Une créature fragile est Marinzaina. Elle croit qu’elle donne naissance à des anges. Quel est le sens de cette douce folie ?

«En réalité, cette histoire d’anges est un symbole de toutes les solitudes qui tentent de se tenir compagnie. Tout le monde a quelque chose qui le fait se sentir moins seul, ça peut être un amour, ça peut être une amitié, on invente des anges.”

Vos personnages ont des noms originaux. Silverio’s est inspiré d’une personne réelle.

«Pour moi, c’était déjà un nom familier car il est fréquent en Sardaigne. Puis un jour au Mondadori de Cosenza j’ai rencontré un libraire, doué d’une immense douceur, qui s’appelait ainsi. J’ai écrit son nom sur ma main pour ne pas l’oublier. Il a pris le stylo et m’a dit « Moi aussi, j’écris le tien sur ma main ». J’ai voulu dire “chacun de nous est précieux et mérite donc le souvenir de son nom”, quand il a fait le même geste que moi, j’ai été frappé et j’ai compris qu’il pouvait être mon Silverio, l’homme serviable et généreux.”

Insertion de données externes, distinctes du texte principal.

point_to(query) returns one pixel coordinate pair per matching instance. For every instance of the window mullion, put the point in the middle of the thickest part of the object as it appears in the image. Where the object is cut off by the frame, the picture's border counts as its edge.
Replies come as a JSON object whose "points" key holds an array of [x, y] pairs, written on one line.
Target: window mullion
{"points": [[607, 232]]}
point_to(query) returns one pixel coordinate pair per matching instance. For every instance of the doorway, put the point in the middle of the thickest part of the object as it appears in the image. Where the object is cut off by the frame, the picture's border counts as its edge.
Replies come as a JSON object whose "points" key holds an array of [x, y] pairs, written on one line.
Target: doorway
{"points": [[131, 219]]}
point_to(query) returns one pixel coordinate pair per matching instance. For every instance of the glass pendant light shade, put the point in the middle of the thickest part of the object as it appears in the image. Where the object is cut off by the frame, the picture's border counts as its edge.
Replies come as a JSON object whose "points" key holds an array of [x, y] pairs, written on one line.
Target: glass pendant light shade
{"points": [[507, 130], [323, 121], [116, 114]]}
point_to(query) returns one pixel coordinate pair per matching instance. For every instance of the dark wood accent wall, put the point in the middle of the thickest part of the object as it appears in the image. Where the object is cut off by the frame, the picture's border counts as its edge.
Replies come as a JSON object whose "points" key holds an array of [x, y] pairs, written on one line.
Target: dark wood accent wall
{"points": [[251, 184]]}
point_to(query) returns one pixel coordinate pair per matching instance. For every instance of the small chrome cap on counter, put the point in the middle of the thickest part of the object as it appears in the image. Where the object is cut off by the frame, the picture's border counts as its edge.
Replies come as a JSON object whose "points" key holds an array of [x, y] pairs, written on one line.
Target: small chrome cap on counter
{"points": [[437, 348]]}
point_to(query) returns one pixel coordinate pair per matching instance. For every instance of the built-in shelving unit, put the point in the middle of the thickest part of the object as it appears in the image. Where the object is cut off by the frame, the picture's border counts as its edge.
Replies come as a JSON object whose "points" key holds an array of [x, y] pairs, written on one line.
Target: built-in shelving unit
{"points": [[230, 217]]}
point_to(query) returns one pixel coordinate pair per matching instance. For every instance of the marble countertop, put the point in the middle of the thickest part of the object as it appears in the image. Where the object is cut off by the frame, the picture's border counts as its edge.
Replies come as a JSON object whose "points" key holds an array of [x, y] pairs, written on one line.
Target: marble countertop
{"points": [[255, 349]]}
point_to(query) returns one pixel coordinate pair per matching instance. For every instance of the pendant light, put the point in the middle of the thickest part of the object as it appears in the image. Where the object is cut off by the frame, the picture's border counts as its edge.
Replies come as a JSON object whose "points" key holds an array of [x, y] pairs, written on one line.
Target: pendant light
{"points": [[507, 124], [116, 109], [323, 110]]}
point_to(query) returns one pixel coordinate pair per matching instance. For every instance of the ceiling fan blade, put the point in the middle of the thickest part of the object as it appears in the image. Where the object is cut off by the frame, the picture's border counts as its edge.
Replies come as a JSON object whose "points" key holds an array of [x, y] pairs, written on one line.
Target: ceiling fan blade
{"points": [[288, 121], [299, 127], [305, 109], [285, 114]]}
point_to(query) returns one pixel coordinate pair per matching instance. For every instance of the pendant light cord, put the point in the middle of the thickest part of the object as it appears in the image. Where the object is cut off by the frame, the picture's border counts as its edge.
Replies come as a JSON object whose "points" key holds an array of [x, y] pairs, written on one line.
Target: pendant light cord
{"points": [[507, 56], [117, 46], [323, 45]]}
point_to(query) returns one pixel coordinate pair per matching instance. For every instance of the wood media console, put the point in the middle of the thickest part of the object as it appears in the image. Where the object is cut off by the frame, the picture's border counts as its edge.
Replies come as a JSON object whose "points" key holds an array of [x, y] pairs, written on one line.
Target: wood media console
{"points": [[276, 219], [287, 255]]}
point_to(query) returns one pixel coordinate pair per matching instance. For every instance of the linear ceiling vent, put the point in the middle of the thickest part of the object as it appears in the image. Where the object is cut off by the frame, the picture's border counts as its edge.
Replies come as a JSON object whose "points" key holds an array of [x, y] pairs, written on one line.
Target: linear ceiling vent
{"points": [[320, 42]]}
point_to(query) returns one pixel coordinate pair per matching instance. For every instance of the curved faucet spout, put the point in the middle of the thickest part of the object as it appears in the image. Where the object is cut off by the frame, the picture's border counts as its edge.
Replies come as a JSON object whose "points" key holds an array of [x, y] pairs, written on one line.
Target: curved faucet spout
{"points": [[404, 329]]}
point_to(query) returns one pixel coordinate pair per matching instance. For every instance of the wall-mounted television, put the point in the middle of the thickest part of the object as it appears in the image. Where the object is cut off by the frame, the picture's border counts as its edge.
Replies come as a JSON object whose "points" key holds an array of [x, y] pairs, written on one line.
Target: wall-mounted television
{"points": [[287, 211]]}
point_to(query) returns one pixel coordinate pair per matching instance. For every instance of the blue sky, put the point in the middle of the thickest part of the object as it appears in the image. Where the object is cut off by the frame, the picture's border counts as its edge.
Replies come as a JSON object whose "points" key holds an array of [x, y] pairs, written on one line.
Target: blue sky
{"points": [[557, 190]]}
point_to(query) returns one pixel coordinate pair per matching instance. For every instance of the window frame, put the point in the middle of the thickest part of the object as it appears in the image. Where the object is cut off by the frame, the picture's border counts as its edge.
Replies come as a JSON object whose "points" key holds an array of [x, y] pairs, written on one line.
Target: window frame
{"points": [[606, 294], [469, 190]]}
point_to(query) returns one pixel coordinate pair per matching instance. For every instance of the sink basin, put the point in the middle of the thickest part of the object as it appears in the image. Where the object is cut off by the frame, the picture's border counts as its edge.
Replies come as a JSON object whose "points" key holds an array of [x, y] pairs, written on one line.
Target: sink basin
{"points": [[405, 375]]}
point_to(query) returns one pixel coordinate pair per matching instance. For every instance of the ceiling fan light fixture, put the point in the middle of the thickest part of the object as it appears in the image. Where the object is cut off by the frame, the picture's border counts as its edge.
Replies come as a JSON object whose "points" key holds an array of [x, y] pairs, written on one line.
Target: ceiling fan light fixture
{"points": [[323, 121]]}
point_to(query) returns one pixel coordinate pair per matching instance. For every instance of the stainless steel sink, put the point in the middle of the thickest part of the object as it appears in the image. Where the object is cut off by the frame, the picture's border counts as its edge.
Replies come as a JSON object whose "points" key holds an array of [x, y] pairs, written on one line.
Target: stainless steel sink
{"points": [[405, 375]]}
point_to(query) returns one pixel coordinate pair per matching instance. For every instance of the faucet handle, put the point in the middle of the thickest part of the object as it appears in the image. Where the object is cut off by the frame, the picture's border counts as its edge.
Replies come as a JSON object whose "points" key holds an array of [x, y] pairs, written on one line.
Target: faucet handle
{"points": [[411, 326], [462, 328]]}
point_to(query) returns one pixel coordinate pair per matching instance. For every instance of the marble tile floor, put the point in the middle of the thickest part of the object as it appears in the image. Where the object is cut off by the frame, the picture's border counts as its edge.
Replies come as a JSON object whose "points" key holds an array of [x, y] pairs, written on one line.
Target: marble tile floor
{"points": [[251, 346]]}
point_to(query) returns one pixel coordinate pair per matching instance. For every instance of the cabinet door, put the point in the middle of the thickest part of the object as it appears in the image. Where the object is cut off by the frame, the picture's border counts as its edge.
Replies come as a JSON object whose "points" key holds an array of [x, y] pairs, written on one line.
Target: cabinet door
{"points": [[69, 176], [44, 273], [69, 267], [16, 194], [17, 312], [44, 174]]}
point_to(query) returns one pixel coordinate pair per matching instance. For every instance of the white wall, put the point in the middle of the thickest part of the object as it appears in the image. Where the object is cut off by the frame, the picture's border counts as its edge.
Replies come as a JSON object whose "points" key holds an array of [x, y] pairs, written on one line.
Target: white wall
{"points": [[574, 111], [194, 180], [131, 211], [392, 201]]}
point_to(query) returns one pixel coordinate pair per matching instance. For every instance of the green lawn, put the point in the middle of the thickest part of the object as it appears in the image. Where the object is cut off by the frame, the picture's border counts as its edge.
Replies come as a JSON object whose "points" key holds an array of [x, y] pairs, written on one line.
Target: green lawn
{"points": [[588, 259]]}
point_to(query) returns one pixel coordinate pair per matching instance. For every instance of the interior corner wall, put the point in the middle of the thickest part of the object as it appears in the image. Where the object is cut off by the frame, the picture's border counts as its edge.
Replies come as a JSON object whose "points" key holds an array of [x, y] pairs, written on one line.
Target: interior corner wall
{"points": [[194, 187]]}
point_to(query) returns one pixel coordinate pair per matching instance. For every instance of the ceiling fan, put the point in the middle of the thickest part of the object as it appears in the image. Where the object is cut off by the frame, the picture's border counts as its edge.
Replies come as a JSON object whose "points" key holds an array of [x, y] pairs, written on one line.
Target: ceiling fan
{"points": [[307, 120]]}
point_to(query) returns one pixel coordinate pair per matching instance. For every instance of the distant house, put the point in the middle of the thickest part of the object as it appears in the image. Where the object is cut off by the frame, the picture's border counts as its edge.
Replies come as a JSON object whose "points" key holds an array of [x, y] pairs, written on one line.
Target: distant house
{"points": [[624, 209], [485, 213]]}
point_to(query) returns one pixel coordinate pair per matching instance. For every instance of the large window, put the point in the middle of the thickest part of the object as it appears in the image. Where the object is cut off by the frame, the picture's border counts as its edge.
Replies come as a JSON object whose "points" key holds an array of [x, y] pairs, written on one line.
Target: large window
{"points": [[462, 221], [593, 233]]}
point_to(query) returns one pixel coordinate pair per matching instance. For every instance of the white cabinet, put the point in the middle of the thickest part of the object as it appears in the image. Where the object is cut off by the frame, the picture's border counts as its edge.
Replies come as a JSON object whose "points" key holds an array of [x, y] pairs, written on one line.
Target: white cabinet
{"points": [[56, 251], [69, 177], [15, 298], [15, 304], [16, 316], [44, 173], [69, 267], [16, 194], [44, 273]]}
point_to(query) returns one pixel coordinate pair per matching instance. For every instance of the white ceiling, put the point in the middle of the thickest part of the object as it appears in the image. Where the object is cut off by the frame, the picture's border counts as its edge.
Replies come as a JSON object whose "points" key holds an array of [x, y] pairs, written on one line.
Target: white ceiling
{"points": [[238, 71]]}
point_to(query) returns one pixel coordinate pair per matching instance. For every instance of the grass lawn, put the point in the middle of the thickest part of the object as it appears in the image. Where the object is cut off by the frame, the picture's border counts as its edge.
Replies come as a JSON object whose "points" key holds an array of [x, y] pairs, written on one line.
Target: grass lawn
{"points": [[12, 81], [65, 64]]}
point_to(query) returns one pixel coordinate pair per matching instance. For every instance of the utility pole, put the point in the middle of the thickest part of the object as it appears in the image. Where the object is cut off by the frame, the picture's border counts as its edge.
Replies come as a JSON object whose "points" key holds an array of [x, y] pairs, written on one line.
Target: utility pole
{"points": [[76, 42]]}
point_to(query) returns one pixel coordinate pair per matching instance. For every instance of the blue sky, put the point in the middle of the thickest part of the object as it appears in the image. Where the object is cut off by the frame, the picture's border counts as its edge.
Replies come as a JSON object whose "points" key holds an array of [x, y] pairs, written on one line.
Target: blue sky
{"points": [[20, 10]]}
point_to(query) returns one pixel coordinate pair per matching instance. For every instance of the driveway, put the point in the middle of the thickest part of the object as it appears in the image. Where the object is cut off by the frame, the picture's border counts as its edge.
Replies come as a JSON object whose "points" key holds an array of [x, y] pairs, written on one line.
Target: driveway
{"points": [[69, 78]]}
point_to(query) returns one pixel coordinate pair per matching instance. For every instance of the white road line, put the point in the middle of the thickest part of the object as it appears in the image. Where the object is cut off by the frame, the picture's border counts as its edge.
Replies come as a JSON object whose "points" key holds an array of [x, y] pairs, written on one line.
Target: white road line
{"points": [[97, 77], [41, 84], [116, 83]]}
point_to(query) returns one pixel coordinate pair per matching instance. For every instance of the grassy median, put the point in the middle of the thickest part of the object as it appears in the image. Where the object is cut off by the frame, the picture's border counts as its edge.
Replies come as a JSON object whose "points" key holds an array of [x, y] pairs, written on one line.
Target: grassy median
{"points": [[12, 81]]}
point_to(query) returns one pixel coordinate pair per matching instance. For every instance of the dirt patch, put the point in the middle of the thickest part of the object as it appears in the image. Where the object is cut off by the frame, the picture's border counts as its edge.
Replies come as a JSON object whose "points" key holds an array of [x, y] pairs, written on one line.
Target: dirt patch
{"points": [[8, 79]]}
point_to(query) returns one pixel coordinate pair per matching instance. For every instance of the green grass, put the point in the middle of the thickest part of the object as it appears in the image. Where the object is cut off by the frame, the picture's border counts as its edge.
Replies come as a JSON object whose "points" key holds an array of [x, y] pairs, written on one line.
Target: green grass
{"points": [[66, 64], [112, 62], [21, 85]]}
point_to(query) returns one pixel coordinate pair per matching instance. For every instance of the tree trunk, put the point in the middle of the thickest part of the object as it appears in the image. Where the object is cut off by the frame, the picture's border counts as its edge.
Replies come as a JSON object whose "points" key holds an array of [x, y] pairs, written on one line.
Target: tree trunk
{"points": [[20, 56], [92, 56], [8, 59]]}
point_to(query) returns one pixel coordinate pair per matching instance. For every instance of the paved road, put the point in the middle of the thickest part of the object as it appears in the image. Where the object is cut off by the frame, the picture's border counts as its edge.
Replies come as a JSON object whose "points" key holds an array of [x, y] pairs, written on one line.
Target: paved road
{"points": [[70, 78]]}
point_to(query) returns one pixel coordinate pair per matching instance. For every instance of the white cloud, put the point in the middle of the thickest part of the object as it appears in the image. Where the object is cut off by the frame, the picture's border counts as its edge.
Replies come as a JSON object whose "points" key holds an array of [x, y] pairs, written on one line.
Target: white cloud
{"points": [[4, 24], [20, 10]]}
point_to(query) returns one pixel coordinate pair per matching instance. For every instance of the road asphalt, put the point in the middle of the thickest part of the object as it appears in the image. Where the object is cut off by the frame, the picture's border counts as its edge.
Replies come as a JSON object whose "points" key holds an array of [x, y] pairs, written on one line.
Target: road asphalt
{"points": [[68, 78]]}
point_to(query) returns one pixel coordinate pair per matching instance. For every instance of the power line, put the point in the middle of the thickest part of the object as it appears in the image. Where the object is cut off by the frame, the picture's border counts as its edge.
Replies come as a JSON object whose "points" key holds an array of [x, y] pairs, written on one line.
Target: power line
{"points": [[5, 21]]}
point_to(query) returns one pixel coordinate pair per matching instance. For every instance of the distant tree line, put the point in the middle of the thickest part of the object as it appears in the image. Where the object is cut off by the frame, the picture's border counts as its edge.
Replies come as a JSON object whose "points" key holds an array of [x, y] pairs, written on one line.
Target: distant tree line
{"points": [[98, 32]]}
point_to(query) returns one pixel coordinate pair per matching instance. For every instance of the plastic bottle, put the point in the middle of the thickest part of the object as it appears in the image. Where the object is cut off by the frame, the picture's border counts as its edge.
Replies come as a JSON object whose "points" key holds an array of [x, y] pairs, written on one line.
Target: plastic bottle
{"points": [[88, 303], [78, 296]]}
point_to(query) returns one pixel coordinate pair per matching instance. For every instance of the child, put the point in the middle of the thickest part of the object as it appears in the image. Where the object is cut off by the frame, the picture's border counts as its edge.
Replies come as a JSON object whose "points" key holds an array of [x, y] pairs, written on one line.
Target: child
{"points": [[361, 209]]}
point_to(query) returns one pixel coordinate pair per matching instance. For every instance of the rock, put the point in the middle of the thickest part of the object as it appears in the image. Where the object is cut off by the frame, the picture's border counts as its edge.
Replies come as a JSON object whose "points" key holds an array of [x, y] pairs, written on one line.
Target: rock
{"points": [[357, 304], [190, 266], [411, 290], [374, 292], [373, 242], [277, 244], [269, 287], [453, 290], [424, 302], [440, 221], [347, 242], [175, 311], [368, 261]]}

Où pourrait être Sacravento ? Est-ce inspiré d’un lieu réel ?

«C’est un pays en marge. J’aimais parler de la marginalité, de la mauvaise famille qui pourtant enseigne les bonnes choses, des pauvres qui pourtant ont de la richesse en eux. J’aimais montrer une société qui ne se fonde pas sur des triomphes. Savez-vous ce que je pense de mon livre ? Ce qui doit être lu comme un mouvement ininterrompu du bien. Dans cette histoire, celui qui se donne gagne et celui qui reste immobile, renfermé sur lui-même, perd. Je l’ai compris après l’avoir écrit.”
C’est la vague de solidarité et de poésie qui monte dans les rues de Sacravento, où les enfants « sèchent leurs larmes et attrapent la pluie » et dans leurs prières disent des choses comme les adultes. “Montrez-moi la force de mes idées, car les idées des autres sont belles, mais j’aime celles que j’ai déjà.”